Avoid KYC: Maximalists prefer non-KYC (Know Your Customer) methods for acquiring Bitcoin, such as peer-to-peer platforms (e.g., Bisq, Hodl Hodl) or Bitcoin ATMs, to prevent linking real-world identities to wallet addresses.
VPNs and Tor: Route internet traffic through Virtual Private Networks (VPNs) or the Tor network to obscure IP addresses and enhance transaction privacy.
3. Enhance Transaction Privacy
Avoid Address Reuse: Reusing Bitcoin addresses links transactions, compromising privacy. Use wallets that generate new addresses for each transaction via Hierarchical Deterministic (HD) protocols.
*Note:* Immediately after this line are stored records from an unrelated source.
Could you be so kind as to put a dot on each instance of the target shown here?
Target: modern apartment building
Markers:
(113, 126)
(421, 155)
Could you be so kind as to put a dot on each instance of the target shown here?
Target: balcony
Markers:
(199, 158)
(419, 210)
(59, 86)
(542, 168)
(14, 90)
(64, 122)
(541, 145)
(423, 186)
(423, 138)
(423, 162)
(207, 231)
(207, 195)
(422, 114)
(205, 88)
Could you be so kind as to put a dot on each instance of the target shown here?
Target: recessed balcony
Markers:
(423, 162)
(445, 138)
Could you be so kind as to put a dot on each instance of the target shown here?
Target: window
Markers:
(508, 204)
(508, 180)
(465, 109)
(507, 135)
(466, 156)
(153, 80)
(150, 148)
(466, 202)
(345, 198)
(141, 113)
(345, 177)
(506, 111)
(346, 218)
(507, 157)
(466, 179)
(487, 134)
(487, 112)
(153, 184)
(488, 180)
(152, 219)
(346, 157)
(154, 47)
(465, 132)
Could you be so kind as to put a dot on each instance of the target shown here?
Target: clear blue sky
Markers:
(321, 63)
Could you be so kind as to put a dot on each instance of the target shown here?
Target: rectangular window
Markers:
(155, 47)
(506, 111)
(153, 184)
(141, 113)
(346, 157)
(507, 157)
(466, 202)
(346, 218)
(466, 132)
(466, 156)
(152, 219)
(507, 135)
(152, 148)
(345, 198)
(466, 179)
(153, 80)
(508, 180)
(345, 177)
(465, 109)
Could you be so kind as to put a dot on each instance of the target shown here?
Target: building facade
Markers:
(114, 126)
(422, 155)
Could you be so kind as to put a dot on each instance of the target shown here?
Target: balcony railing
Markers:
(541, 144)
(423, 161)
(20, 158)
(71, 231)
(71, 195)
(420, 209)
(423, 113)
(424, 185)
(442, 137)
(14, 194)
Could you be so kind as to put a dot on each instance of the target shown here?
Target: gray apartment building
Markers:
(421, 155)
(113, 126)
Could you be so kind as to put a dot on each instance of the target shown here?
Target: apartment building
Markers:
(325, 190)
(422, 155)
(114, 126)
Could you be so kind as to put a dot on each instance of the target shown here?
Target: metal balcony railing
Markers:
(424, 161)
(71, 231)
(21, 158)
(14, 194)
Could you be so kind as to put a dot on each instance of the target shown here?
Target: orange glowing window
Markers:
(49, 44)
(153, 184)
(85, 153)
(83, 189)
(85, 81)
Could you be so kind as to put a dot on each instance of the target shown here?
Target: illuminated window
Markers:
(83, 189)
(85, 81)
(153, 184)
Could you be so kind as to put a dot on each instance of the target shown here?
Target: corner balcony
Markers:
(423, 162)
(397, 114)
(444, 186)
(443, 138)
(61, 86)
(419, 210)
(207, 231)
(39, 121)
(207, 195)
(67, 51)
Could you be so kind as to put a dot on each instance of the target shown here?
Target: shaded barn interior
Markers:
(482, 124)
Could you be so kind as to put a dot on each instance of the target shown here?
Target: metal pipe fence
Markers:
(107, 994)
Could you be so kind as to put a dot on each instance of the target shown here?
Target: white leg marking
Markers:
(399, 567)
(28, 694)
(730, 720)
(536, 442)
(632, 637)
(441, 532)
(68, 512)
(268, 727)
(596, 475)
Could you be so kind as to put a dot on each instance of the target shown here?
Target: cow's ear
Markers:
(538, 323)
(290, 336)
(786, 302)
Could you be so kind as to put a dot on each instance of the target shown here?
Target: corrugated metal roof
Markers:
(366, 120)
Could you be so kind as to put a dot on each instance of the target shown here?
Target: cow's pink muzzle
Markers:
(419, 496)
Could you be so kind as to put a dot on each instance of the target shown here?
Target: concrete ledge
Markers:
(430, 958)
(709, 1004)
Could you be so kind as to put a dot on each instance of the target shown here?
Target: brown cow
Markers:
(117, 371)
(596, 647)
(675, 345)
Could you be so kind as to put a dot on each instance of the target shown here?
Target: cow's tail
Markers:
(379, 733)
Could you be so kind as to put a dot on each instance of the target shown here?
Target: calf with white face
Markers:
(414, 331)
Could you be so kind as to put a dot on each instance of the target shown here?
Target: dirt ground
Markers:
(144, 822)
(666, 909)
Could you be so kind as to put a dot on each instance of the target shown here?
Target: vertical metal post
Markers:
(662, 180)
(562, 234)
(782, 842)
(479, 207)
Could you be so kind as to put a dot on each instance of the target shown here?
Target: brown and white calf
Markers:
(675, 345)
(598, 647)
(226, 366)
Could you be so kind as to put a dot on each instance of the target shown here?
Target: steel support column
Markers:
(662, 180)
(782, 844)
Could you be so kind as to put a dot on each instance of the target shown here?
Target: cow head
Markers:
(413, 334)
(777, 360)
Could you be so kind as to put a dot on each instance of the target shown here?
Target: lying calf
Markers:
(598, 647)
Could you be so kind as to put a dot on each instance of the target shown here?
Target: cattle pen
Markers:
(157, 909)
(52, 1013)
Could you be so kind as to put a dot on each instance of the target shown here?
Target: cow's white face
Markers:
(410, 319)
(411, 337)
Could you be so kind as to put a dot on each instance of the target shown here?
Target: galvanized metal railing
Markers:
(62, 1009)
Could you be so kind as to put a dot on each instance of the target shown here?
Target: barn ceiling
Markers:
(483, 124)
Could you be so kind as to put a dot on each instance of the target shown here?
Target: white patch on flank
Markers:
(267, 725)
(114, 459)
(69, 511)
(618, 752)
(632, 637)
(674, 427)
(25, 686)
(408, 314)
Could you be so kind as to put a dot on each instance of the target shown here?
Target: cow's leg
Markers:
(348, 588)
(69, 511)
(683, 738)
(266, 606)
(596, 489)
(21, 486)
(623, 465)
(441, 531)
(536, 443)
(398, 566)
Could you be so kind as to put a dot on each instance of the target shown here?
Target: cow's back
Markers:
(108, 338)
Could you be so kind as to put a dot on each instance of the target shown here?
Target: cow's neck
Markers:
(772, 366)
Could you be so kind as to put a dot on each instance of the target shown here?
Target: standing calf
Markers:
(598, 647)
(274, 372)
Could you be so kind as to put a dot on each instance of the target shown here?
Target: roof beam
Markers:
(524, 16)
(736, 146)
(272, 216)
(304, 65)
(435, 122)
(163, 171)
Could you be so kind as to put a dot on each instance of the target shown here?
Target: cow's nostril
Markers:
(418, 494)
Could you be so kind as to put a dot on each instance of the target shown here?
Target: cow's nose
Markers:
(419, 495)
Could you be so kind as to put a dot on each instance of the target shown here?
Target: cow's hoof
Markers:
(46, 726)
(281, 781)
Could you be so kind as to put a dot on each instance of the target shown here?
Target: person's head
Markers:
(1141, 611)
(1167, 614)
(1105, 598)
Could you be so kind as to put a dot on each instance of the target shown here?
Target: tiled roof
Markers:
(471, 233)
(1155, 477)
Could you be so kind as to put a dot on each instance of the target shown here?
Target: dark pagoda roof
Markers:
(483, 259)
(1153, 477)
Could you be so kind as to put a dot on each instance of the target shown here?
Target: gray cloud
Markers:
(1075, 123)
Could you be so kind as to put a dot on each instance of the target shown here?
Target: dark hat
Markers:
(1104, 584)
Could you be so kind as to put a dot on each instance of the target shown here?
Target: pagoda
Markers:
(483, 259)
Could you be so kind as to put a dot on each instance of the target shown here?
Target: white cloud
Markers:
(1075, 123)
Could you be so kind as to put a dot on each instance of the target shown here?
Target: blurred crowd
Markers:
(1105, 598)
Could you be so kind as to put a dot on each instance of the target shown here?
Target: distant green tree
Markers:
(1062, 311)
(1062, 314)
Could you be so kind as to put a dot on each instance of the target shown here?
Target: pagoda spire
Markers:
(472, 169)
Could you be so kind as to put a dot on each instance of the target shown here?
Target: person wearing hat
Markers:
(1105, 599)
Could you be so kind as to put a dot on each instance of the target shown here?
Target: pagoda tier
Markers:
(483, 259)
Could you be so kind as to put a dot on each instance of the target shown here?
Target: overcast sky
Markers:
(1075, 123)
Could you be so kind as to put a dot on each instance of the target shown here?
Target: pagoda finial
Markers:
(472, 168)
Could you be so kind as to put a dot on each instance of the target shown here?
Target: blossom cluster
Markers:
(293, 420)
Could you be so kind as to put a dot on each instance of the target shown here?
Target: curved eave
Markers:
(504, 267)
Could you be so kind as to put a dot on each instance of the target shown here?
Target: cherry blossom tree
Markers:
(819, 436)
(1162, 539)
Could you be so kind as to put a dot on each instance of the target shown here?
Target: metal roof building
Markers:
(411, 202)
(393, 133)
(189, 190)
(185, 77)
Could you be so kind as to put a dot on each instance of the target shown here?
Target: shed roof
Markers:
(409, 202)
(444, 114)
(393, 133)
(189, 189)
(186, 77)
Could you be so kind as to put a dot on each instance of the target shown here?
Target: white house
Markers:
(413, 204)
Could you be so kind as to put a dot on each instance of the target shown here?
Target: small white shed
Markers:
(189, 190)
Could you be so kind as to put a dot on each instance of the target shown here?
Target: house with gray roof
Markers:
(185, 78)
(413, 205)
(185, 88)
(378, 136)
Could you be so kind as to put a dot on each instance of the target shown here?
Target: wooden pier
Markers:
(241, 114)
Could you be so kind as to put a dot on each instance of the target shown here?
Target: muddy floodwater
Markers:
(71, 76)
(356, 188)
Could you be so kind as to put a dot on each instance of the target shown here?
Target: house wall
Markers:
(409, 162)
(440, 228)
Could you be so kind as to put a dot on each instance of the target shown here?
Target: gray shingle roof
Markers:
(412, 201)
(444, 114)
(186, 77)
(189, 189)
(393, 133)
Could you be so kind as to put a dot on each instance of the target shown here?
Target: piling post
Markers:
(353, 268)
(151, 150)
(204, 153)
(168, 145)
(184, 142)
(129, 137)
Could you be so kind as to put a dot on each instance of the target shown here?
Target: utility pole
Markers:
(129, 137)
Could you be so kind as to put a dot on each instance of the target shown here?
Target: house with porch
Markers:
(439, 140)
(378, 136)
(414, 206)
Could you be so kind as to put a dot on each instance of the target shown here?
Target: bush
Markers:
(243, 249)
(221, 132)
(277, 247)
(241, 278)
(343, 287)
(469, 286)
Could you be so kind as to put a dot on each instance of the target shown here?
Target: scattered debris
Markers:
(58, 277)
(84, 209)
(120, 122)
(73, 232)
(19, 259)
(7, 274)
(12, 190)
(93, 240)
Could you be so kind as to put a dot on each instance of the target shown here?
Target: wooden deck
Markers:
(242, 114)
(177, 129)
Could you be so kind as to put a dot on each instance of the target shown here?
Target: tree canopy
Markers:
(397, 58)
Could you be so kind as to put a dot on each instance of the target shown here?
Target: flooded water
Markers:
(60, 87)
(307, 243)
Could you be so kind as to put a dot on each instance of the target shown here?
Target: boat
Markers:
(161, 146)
CoinJoin and Mixing: Use CoinJoin (e.g., via Wasabi or Samourai Wallet) to obfuscate transaction trails by pooling inputs and outputs with other users. Maximalists view this as essential to counter blockchain analysis by governments or corporations.
Lightning Network: Conduct small, frequent transactions on Bitcoin’s Lightning Network, a second-layer solution that offers faster, cheaper, and more private transactions compared to on-chain activity.
Run a Full Node: Operating a Bitcoin full node allows users to verify transactions independently, reducing reliance on third-party nodes that could track activity.
4. Mitigate Social and Physical Threats
Low Profile: Avoid publicizing Bitcoin holdings on social media, forums, or in person, as this attracts scammers, hackers, or physical threats (e.g., “wrench attacks” where attackers coerce victims into surrendering keys).
Plausible Deniability: Use multi-signature wallets or decoy wallets with small balances to create plausible deniability in case of coercion. Shamir’s Secret Sharing can split seed phrases across multiple parties for added security.
Estate Planning: Securely pass Bitcoin to heirs using dead man’s switches, multi-sig setups, or trusted custodians, ensuring access without compromising OPSEC during one’s lifetime.
5. Stay Educated and Vigilant
Phishing Awareness: Recognize and avoid phishing attempts, such as fake wallet apps, fraudulent emails, or spoofed websites. Always verify URLs and software sources.
Update Practices: Stay informed about evolving threats, such as new malware or regulatory changes, and adapt OPSEC accordingly.
Test Backups: Regularly test wallet recovery processes in a safe environment to ensure seed phrases and backups are functional.